Abstract
Several optimal control strategies have recently been developed to minimize the infected peak prevalence or the epidemic final size. Although these two indexes are critical to assess any control policy tending to mitigate an epidemic by means of non-pharmaceutical measures, they are usually considered separately and, in general, no consensus has been reached about how to simultaneously handle them in a simple and realistic way (i.e., accounting for the limitations in the control actions, avoiding new cycles of infections or reboundings, considering side effects, etc.). Here, based on a theoretical dynamical analysis of SIR-type models, a realistic nonlinear model predictive control strategy is proposed. Apart from minimizing the epidemic final size and keeping the infected peak prevalence under an established value, the controller accounts for feedback uncertainty and different actuator constraints, such as a limited number of social distancing policies, which may remain active for a minimal and a maximal time interval. Several simulations considering different SIR-type models illustrate the benefits of the proposal.
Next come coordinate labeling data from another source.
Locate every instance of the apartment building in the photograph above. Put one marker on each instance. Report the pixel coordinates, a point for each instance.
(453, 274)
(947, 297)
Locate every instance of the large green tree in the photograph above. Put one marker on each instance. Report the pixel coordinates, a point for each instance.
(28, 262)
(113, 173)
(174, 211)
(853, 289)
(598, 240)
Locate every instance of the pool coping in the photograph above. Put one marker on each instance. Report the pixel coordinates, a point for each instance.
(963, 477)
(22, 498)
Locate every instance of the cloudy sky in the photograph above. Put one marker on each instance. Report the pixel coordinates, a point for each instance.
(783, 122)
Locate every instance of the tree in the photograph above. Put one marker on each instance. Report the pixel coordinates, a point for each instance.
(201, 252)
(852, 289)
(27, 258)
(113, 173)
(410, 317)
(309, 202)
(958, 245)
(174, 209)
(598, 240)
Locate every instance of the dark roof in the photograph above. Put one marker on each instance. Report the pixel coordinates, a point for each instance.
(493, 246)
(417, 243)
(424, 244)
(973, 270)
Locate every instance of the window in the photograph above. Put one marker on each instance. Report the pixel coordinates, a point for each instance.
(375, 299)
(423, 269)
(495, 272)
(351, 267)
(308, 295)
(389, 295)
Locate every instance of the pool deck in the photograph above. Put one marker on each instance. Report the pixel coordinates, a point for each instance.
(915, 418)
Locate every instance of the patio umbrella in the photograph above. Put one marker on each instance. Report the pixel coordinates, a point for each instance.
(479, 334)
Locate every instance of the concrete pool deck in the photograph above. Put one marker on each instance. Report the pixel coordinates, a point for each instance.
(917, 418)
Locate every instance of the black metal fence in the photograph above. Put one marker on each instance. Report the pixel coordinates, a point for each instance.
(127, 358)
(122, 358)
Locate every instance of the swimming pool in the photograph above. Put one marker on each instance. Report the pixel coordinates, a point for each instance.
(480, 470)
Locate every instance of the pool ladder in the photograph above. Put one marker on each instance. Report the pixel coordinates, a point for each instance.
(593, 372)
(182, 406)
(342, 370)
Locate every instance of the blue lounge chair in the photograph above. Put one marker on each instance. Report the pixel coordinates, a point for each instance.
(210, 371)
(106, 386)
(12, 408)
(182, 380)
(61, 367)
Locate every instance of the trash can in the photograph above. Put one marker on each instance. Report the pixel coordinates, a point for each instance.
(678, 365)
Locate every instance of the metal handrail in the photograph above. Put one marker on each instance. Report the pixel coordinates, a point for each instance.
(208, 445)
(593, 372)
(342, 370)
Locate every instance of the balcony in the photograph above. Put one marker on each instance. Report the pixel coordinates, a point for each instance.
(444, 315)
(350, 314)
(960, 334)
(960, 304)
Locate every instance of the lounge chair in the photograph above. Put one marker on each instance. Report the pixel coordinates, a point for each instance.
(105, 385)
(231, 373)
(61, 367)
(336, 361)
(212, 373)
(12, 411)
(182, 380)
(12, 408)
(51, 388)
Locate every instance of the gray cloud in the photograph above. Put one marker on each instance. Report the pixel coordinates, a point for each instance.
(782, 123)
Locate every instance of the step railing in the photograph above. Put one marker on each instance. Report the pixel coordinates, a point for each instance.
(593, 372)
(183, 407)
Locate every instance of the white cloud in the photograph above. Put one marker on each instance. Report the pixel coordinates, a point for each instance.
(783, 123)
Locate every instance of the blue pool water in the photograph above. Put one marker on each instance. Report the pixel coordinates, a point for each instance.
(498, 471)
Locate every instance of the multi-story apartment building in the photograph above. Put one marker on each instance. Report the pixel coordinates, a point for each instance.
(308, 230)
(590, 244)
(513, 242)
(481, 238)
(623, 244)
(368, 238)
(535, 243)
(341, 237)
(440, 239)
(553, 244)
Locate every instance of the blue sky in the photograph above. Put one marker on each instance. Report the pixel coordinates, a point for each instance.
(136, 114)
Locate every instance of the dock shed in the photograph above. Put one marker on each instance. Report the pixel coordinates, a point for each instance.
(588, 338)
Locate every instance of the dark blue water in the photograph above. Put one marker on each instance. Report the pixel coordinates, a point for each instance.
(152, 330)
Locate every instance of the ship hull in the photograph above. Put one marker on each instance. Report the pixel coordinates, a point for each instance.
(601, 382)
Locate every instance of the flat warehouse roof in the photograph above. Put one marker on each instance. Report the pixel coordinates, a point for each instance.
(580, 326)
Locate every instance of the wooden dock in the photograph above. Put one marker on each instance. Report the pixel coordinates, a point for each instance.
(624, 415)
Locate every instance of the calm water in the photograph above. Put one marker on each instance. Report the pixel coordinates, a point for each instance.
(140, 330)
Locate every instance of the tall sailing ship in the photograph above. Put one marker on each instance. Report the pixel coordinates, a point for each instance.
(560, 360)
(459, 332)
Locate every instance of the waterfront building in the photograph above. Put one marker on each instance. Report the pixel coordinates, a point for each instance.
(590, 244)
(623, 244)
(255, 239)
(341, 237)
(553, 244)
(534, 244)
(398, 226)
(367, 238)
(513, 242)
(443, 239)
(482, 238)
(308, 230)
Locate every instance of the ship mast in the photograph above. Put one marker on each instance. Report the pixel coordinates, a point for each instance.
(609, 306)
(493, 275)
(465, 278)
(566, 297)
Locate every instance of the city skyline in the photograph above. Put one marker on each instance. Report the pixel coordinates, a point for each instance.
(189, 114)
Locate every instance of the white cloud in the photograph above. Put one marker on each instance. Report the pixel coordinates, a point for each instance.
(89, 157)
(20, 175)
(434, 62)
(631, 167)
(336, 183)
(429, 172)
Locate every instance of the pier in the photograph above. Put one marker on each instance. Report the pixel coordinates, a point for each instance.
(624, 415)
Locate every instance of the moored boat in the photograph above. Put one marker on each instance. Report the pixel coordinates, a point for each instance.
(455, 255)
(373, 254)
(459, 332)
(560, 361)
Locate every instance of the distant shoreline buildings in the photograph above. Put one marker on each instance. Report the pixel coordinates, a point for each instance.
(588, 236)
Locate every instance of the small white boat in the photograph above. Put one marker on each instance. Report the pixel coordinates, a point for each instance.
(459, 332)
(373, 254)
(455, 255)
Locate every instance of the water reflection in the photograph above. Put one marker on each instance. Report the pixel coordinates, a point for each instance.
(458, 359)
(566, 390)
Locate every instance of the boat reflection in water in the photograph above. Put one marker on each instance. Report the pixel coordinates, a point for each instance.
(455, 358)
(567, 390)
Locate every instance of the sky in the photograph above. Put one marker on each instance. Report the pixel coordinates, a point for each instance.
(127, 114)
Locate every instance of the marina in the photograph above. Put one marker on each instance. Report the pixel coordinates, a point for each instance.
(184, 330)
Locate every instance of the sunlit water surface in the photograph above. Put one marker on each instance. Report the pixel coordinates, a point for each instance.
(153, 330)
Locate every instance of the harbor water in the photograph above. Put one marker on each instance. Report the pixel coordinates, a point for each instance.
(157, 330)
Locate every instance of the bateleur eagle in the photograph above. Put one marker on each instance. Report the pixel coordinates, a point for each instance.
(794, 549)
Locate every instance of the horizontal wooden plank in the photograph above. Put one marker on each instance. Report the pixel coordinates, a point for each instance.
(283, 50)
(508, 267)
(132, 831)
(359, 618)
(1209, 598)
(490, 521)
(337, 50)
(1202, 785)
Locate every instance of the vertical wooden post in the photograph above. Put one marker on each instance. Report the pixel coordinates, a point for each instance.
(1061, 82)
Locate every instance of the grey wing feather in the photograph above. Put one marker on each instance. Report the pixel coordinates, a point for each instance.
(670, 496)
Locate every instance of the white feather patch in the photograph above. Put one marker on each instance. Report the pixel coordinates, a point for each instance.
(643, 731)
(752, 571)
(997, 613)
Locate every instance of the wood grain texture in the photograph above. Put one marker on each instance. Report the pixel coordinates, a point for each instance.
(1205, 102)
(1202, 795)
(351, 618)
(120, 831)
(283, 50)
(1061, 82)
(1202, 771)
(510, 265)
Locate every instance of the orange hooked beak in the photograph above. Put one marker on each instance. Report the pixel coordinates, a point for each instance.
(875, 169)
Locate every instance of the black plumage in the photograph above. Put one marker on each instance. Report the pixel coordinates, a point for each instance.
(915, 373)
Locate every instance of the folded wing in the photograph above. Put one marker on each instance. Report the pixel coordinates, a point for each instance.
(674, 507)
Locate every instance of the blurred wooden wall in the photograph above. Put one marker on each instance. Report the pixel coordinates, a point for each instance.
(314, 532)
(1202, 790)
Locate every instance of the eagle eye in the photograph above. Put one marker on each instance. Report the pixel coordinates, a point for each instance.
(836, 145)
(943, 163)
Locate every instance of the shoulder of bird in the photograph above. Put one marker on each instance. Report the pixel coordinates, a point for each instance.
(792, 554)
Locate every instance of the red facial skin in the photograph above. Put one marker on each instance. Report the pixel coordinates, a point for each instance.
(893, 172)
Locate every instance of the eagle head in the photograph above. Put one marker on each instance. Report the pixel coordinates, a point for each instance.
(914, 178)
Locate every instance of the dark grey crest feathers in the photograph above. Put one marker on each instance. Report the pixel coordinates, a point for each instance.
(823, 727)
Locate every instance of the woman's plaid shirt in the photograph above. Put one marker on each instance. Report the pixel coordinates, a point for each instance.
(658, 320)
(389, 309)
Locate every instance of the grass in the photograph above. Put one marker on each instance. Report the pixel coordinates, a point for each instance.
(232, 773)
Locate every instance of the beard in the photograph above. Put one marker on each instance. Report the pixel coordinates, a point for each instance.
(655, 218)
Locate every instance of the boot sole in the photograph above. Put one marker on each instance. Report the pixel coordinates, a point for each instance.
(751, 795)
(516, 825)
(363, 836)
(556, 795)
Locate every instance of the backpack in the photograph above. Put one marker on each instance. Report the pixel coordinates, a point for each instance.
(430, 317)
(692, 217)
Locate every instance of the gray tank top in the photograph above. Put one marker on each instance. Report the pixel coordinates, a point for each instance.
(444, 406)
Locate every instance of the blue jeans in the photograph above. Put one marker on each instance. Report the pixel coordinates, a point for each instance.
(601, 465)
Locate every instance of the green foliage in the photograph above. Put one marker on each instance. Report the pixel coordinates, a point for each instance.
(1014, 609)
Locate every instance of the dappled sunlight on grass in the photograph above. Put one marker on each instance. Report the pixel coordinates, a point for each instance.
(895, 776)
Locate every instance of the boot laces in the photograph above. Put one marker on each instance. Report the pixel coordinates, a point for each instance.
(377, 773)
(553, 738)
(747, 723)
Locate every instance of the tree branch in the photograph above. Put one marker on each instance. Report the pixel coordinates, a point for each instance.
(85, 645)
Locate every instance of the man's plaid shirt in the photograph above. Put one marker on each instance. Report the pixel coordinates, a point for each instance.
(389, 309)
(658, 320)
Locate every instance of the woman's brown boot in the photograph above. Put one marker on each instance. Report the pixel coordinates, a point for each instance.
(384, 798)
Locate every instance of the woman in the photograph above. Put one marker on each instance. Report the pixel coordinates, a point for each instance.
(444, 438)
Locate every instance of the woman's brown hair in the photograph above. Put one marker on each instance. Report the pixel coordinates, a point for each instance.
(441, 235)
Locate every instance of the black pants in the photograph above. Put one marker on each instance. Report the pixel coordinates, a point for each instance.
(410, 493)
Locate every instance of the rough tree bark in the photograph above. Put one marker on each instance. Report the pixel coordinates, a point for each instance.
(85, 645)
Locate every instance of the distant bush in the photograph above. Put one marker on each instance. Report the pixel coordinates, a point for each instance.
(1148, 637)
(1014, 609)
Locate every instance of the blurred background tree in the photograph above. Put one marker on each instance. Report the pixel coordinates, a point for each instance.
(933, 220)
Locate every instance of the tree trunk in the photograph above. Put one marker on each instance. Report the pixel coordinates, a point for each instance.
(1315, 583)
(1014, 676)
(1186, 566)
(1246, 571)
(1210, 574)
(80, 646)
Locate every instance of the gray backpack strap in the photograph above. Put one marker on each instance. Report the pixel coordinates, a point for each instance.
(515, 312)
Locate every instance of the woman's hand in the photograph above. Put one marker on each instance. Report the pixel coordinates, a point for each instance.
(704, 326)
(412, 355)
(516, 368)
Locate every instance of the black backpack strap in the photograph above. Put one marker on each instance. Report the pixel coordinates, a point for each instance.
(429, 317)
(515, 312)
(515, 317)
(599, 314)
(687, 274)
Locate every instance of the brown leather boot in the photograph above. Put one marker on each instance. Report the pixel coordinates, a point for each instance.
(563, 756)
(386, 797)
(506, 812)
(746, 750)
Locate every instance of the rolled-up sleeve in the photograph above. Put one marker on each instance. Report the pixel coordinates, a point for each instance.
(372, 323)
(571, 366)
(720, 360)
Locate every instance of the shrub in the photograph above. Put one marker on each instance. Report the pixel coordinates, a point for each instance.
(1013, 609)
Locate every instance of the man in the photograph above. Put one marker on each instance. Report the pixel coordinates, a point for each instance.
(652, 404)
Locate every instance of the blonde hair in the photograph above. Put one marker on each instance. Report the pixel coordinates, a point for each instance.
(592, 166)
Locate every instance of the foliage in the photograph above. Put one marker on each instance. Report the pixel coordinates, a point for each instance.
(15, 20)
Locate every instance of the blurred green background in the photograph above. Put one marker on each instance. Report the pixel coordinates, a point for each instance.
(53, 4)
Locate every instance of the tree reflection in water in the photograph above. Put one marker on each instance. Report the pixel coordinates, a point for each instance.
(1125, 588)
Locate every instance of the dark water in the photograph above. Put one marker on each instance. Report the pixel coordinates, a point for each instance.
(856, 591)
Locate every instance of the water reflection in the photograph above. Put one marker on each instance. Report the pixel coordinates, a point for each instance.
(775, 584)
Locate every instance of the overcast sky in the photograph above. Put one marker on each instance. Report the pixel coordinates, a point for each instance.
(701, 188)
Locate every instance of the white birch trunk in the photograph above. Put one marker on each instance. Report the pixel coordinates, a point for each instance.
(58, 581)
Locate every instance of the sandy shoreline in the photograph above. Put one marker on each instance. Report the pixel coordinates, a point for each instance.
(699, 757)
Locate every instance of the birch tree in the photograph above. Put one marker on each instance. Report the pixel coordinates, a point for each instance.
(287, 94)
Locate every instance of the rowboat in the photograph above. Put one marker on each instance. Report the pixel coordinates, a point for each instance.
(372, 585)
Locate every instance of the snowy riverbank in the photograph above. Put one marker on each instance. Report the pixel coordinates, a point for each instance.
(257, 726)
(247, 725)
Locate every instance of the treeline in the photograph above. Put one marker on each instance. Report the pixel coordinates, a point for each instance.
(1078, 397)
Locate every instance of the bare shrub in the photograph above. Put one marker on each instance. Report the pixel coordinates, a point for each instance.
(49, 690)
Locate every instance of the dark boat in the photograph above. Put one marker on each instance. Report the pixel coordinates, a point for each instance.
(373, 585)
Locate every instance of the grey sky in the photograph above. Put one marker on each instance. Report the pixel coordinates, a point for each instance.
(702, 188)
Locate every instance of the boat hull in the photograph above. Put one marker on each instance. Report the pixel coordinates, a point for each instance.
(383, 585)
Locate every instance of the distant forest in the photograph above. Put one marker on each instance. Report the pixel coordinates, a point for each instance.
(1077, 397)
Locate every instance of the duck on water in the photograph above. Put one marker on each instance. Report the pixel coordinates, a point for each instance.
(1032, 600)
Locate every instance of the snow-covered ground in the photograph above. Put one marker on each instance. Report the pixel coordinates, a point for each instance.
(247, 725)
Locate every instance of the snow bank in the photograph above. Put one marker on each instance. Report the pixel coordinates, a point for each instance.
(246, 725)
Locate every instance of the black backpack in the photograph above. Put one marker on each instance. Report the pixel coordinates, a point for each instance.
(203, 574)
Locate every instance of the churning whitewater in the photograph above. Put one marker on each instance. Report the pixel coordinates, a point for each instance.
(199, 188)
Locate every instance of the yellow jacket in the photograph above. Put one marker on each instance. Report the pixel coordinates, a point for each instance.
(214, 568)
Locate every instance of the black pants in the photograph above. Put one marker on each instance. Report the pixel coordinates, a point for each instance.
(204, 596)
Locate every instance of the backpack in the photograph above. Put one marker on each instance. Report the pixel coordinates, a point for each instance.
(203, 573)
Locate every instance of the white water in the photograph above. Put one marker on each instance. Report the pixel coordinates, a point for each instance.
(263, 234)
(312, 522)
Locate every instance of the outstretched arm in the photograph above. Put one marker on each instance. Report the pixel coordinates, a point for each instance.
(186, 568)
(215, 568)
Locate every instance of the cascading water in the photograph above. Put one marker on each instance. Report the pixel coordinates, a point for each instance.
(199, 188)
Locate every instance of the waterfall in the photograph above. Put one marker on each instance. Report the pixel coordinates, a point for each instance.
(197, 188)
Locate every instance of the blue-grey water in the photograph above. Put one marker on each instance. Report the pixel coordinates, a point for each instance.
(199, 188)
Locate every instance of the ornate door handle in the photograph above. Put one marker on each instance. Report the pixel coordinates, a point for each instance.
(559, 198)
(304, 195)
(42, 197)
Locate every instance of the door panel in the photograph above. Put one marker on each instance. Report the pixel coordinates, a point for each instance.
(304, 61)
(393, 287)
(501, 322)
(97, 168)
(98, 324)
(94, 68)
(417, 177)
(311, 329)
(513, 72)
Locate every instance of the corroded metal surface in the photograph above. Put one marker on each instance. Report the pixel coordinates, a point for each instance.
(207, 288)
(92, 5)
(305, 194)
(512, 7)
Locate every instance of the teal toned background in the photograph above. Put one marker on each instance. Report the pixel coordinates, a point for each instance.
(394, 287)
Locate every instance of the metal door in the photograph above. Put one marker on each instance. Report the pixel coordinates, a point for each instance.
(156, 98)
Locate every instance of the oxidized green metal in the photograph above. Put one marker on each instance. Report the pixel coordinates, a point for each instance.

•A novelty switching nonlinear model predictive control strategy is proposed for SIR-type systems.•The proposed strategy considers both epidemiological (minimizes the EFS and maintains the IPP under a safe value) and social-economic control objectives.•The way the optimization problem is posed allows us to consider discrete levels for control action.•The MPC formulation allows us to consider the minimal and maximal time of application for each level of social distancing.